Barry Wynn testified that he was the owner of The Luau and stated that there were about seventy-five people at the club at the time of the offense. Mr. Wynn recalled that, prior to the shooting, a fight broke out inside the club between several individuals, including Robert Lattimore. After pulling Mr. Lattimore outside, Mr. Wynn decided to call law enforcement because the fight was "getting out of control." While outside, Mr. Wynn heard what sounded like a gunshot, and he noticed one or two cars leaving the parking lot immediately afterwards. Several minutes later, Mr. Wynn was told that someone had been shot, and he ran to where the victim was lying on the ground. Mr. Wynn testified that he heard people say that Defendant and someone named "Nate" shot the victim. Mr. Wynn stated that there was a floodlight at the front of the club that operated on a motion sensor and that, because there were a lot of people outside the club, the floodlight would have been on at the time of the shooting.
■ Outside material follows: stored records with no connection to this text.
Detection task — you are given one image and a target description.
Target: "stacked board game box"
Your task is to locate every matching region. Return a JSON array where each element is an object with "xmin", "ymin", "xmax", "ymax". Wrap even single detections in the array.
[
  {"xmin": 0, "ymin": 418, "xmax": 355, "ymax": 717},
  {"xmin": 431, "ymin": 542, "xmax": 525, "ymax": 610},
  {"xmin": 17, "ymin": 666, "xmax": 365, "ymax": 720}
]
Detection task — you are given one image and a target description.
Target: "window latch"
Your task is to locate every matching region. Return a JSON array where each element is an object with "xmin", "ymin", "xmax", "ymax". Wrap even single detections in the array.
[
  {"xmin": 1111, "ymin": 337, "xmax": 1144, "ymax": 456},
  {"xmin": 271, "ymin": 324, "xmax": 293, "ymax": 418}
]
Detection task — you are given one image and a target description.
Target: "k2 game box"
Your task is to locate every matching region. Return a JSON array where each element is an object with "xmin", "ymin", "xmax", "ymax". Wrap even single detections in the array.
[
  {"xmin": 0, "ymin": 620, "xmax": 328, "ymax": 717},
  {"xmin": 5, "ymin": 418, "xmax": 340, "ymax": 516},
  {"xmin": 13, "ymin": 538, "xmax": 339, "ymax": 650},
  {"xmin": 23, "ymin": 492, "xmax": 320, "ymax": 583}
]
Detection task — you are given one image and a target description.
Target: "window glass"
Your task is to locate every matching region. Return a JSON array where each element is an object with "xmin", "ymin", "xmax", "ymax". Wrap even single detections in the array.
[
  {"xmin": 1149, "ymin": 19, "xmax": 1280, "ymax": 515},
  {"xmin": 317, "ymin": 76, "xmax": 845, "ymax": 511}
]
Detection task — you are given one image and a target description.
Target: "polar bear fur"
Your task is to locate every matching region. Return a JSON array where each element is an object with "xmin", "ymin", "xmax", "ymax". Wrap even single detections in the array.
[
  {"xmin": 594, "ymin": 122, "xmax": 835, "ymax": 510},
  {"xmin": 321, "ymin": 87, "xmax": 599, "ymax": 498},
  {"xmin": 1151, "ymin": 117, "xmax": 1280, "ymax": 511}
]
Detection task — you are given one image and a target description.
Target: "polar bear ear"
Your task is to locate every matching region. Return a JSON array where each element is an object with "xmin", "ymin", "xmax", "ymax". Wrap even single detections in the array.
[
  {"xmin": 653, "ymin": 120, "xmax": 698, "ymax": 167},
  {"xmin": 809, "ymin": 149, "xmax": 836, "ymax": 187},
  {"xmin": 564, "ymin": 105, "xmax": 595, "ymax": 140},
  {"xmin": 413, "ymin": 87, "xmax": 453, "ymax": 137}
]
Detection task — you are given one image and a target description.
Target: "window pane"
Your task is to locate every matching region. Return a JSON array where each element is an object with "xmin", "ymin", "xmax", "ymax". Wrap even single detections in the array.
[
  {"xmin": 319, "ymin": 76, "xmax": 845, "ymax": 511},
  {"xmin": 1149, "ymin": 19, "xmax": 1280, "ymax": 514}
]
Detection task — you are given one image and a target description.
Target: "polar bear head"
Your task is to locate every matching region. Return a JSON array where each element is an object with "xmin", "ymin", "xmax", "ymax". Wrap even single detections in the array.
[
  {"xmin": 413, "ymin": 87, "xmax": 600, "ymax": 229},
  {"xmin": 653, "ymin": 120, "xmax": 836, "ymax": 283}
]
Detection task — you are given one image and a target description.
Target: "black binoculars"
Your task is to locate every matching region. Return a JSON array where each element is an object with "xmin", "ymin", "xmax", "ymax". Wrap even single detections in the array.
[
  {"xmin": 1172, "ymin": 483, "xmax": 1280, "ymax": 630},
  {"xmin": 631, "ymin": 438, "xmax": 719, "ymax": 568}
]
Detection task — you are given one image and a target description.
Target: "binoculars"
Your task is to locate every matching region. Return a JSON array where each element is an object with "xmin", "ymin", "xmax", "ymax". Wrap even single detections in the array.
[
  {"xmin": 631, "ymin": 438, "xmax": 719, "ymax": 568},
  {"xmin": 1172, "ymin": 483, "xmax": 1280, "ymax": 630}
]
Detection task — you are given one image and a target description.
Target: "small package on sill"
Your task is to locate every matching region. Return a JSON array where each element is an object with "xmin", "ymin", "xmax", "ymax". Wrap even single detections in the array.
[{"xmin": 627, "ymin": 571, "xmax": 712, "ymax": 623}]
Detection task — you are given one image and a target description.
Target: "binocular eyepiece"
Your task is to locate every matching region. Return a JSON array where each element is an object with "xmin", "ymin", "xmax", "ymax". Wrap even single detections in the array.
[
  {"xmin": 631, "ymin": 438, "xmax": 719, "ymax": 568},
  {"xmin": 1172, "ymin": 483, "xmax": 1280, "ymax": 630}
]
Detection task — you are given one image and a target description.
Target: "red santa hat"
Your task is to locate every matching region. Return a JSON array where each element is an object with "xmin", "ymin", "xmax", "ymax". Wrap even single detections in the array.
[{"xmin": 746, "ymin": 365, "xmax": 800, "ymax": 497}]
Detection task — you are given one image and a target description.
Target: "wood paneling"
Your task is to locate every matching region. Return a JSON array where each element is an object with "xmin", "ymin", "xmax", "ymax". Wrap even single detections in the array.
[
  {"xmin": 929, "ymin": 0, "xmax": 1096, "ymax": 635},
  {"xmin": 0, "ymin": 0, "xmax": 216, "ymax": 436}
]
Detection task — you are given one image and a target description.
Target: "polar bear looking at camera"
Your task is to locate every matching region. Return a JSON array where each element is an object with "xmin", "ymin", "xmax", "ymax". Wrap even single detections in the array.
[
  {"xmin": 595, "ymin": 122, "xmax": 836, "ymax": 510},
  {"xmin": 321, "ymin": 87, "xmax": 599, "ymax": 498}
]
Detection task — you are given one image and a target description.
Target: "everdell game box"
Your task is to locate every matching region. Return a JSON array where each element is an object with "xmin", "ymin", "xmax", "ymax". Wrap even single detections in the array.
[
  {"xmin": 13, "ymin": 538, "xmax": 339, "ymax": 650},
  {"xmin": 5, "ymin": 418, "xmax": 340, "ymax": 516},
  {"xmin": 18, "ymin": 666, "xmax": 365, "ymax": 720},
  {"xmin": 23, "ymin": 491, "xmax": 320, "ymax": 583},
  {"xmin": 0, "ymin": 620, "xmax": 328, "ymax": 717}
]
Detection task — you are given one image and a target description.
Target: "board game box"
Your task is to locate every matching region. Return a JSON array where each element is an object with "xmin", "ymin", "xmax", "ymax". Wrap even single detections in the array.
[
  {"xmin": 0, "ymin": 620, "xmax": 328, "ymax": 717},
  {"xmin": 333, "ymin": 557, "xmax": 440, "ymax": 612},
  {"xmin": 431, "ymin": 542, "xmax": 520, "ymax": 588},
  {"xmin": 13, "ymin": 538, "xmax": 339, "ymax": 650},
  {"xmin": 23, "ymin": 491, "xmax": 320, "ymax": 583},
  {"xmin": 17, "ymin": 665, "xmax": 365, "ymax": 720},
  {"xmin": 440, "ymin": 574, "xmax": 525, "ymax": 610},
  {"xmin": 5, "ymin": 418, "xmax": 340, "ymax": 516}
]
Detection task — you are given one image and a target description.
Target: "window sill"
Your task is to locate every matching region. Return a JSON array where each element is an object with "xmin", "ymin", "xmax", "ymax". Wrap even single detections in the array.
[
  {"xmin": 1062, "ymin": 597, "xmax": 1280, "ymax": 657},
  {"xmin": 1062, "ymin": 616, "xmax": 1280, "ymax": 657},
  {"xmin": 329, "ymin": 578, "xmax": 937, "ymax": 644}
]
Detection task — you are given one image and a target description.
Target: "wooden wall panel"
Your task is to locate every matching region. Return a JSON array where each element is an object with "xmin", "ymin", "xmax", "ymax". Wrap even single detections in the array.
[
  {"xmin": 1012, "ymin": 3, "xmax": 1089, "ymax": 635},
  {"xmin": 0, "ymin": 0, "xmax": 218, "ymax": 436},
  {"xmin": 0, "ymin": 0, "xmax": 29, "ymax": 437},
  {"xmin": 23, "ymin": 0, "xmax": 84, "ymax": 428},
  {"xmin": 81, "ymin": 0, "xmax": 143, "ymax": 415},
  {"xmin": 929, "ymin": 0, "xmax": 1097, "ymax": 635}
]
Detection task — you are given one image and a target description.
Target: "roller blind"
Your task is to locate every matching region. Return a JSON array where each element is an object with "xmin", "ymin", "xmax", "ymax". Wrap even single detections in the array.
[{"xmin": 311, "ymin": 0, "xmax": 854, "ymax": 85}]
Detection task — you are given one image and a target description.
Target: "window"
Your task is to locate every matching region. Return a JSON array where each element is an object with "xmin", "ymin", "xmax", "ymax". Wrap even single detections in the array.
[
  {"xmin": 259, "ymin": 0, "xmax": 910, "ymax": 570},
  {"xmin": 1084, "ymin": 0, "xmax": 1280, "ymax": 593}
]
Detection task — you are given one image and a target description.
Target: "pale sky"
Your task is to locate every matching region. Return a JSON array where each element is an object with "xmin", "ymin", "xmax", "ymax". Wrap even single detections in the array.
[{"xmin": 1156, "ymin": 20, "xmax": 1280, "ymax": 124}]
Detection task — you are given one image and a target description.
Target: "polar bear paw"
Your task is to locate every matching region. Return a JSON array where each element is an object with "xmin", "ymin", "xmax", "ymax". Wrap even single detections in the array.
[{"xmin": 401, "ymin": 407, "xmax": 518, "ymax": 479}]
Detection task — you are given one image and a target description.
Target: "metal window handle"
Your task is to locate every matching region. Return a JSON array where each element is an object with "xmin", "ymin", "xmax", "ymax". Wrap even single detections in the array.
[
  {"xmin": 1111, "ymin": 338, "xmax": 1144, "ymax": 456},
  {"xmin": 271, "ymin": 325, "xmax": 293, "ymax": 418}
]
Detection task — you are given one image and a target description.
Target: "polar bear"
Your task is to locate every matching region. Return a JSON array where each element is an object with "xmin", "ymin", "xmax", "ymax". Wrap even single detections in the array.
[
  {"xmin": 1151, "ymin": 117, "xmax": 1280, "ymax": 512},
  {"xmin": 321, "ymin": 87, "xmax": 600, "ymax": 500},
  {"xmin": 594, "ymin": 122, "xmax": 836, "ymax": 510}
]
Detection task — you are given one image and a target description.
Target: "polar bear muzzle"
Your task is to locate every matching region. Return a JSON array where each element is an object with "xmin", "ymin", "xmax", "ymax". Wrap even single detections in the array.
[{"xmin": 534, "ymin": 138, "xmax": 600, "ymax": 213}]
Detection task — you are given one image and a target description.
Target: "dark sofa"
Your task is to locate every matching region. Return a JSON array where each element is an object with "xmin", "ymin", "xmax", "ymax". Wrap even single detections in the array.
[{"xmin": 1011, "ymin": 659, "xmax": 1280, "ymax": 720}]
Coshunya Richardson Deas testified that she knew the victim because she was married to the victim's cousin. Ms. Deas explained that, on the night of the shooting, she was at The Luau and that she and Co-defendant were talking and texting with each other and "going back and forth outside" the club. At one point, Ms. Deas saw Co-defendant come from behind the club "limping." When she asked him what happened, Co-defendant told her to "mind [her] business[.]" Ms. Deas said that Co-defendant was wearing a white t-shirt, blue jean shorts, and white tennis shoes that night and that he had a "low haircut" and tattoos.

Ms. Deas recalled that Defendant had been involved in a fight at the club prior to the shooting. She witnessed Kyton Arnold "smack" Mr. Lattimore in the head with a bottle, and when Defendant tried to help Mr. Lattimore, Mr. Arnold hit Defendant with the bottle too. Ms. Deas said that, after the fight, everyone went outside. As she stepped outside, Ms. Deas heard two gunshots and "got down[.]" When she stood back up, she saw Defendant and Mr. Lattimore walking towards her. Ms. Deas testified that she did not see who shot the victim.

John L. Walker, Jr., testified that he was related to the victim and that he knew Defendant from "growing up in Lauderdale County." He said that he did not know Co-defendant. Mr. Walker testified that he was at The Luau on the night of the offense and that he helped break up the initial fight. Afterwards, the people involved in the fight went outside. Mr. Walker stated that, as he was walking to his truck, he saw Defendant and Co-defendant standing beside one another in front of Defendant's car and that the victim was standing in front of them "looking at somebody else fight[.]" Mr. Walker stated that the victim had not been fighting inside or outside the club; the victim was watching a fight outside before he was shot. Mr. Walker testified that he saw Defendant go into Defendant's car and retrieve something that Mr. Walker believed was a gun. Mr. Walker acknowledged, however, that he could not see what Defendant took out of his car because it was dark. Mr. Walker stated that either Defendant or Co-defendant threw a bottle and hit the victim in the back of the head. Mr. Walker testified that the victim grabbed his head and turned around to see who threw the bottle and then Mr. Walker heard a gunshot. The victim fell and then got back up and ran. After the shooting, Defendant and Co-defendant "jumped into the passenger side of [Defendant's] car and the car pulled off." Mr. Walker found the victim lying on the ground, and he stayed with the victim until emergency responders arrived. Mr. Walker described the victim as having blood coming out of his mouth and struggling to breathe.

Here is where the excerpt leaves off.